Prompt engineering: how to talk to AI more effectively
There’s an art to asking good questions. Any skilled journalist, teacher, or therapist knows
that the quality of an answer depends fundamentally on the quality of the question. With
AI, this is doubly true.
Prompt engineering is the name given to the skill of writing effective instructions for AI
models. And despite the fancy name, the principles are simple and make an immediate
difference in results.

The most common mistake: prompts that are too vague
“Help me with my text” will get a much worse result than “Revise the following paragraph
to make it more direct and professional, keeping the technical tone, for publication in an
executive report”. The difference is enormous.
AI doesn’t read minds. It works with what you give it. The more context and the more
specific you are, the more useful the result will be.
Always provide context
Say who you are and what the objective is. “I’m a high school teacher and I want to create
an interactive, fun activity about photosynthesis for 15-year-olds” will generate a much
more appropriate result than simply “create an activity about photosynthesis”.
The same concept, applied to the right audience with the right tone, completely changes
what AI delivers.
Request specific formats
If you want a list, ask for a list. If you want flowing prose, say so. If you want three options
to choose from, specify. If you want bullet points with sub-points, describe the structure.

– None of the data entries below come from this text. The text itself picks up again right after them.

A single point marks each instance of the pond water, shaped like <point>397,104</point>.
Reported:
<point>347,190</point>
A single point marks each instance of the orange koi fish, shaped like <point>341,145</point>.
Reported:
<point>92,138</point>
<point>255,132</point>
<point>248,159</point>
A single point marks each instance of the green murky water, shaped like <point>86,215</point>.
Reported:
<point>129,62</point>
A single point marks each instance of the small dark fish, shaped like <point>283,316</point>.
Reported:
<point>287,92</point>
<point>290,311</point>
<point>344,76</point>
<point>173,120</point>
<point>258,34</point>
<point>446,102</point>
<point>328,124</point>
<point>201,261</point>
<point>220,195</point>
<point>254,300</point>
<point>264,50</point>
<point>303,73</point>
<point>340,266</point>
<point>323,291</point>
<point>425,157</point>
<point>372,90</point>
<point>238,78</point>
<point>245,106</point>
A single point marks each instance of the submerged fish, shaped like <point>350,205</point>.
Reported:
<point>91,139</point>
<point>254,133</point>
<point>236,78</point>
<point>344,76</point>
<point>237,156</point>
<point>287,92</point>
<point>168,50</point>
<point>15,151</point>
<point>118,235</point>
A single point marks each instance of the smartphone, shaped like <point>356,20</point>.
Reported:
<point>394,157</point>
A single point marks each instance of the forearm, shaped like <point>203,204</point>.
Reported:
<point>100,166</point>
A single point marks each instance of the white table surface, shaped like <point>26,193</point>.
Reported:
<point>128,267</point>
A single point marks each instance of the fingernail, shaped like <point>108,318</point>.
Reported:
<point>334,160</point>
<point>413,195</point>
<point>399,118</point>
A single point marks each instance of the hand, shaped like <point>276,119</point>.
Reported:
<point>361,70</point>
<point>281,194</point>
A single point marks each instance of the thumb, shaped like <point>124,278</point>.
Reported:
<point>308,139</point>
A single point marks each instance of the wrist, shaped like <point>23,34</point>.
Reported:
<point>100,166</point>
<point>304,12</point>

“Explain the main types of cloud computing in a table with three columns: type,
description, and example use case” will give a much more useful result than just “explain
the types of cloud computing”.
Use prompt chaining
For complex tasks, don’t try to do everything at once. Break it into steps. First ask for an
outline, then ask to develop each section, then ask for a review. Each step builds on the
previous one.
This works especially well for long texts, complex analyses, and programming projects.
Iterate without fear
The first result is rarely ideal. Use conversational feedback: “Too formal, make it more
casual”, “Too long, summarize in three paragraphs”, “Add practical examples”. AI adjusts
easily — you just have to ask.
Tricks that make a real difference
“Think step by step” before a logical or mathematical question considerably improves the
model’s reasoning. “Act as an expert in X” defines a role that improves the style of the
response. “Don’t make up information — if you don’t know, say so” reduces hallucinations.
Prompt engineering is a skill you improve with practice. Start simple, observe what works
and what doesn’t, and keep refining. Within a few weeks, you’ll find you’re getting much
better results with far fewer attempts.